Das Kolloquium behandelte eine Vielzahl an Wissenskulturen: Akademiewesen, Rechtswissenschaft, Diplomatie, Unternehmertum, Reiseliteratur, Musikpraxis und Musiktheorie. Es betrachtete das Wissen der Frühen Neuzeit und seine Träger aus unterschiedlichen Blickwinkeln und in der Vielzahl ihrer Erscheinungen. Die Beiträge vermittelten dadurch ein sehr vielfältiges und teilweise widersprüchliches Bild von Wissenskulturen. Selbst bei Übernahme eines einheitlichen Ansatzes trafen die Akteure der Frühen Neuzeit mit unterschiedlichen Gegenständen und Zielen auf unterschiedliche Praktiken, Überzeugungen und Tradierungen innerhalb der jeweiligen Wissenskulturen (Detel 2003).

Dies zeigt sich beispielsweise in der Übernahme von empirischem Wissen und Praktiken in der Jurisprudenz und der Musiktheorie. Während in der Rechtswissenschaft durch die Methode der Demonstratio das tradierte, praktisch-orientierte Recht über mathematische Herleitungen theoretisiert wurde, versuchten französische Musikpraktiker, die Musiktheorie von der mathematisch-orientierten, universitären Musiklehre zu lösen und auf die Beine praktischer Hörerfahrungen zu stellen.

Die Berührungspunkte der einzelnen Beiträge lagen daher nicht in den Gegenständen, sondern in den dahinterliegenden Phänomenen, die gerade durch die Vielfalt der Gegenstände hervortraten. Statt eines einheitlichen methodischen Vorgehens (Rationalismus etc.) standen Phänomene der Veränderung im Zentrum der Diskussion, vor allem solche, die als Innovation (Etablierung neuen Wissens), Popularisierung (Ausweitung des Geltungsbereichs) und Implementierung (Strategien zur tatsächlichen Durchsetzung) zu verstehen sind. Drei Aspekte zogen dabei immer wieder den Fokus auf sich und erwiesen sich als fruchtbar für den vergleichenden Austausch zwischen den Disziplinen: die Akteure, ihre Geltungsansprüche und das Einwirken auf die Wissensordnung.

In der Frühen Neuzeit traten neue Wissensgruppen in den Vordergrund, die die bestehenden Wissensordnungen mit neuen Ansprüchen infrage stellten.
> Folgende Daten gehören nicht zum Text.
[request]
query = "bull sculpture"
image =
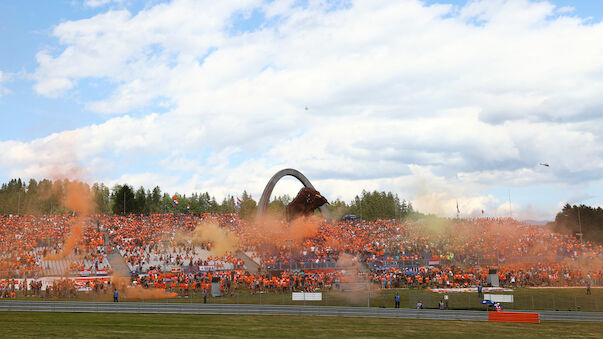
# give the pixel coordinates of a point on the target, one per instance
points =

Insbesondere Praktiker wie Musiker, Diplomaten oder reisende Schriftsteller hoben die Bedeutung von inkorporiertem, habitualisiertem und nicht formalisierten Wissen hervor. Tradiertes Buchwissen wurde in ihren Schriften als statisch und nicht-empirisch kritisiert oder schlichtweg abgelehnt. Wissen z.B. über ferne Länder konnte ihrer Meinung nach nur Erfahrungswissen sein und nicht durch Lesen erworben werden.

Gleichzeitig formierten sich etablierte, akademische Wissensinstitutionen neu. Nicht selten wurde versucht, den akademischen Rahmen zu verlassen und sich der praktischen Anwendung zuzuwenden. So entstammten die kurpfälzischen Entrepreneure häufig den Akademien und Höfen. Wirtschaftlichen Unternehmungen wurden hierbei zu praktischen Anwendungsfällen von akademischem Wissen. Die Spannung von normativer Theorie und Praxis zeigt sich auch in den akademischen Preisfragen. Mit diesem Medium wirkten vorrangig französische Akademien auf die aktuelle, öffentliche Wissensreflexion jenseits der etablierten Wissensinstitutionen ein. Sie boten der Öffentlichkeit eine Möglichkeit, Wissen der Zeit grundsätzlich zu diskutieren.

Welchem Wissen Vorrang gewährt wurde, hing nicht zuletzt von den Akteuren ab. Im Kolloquium zeigte sich, dass die individuellen Biographien, institutionellen Bindungen und Bildungswege der Akteure einerseits die Voraussetzung für ihre Teilnahme an der Wissenskultur und anderseits auch den Austausch beeinflussten. Sie sind die Bindeglieder zwischen den Wissenskulturen.

Die Akteure konnten in Konkurrenz stehen. Dies wird unter anderem in der Kontroverse um die Nationalstile in der Musik sichtbar, in der Wissen von Praktikern mit dem Wissen aus der Universität in Verhandlung stand. Es sind aber auch die Akteure, die produktiv versuchen, mit den unterschiedlichen Geltungsansprüchen umzugehen. Die Verschriftlichung von Erfahrungswissen war trotz der inhärenten Diskrepanz das bevorzugte Mittel, um dem eigenen Wissen im Rahmen der res publica litteraria Geltung zu verschaffen. Meist war es jedoch die eigene wissenskulturelle Prägung, auf die die Autoren zurückgreifen konnten, wie es z.B. bei den universitär gebildeten und praktisch-ausführenden Kantoren der Fall war.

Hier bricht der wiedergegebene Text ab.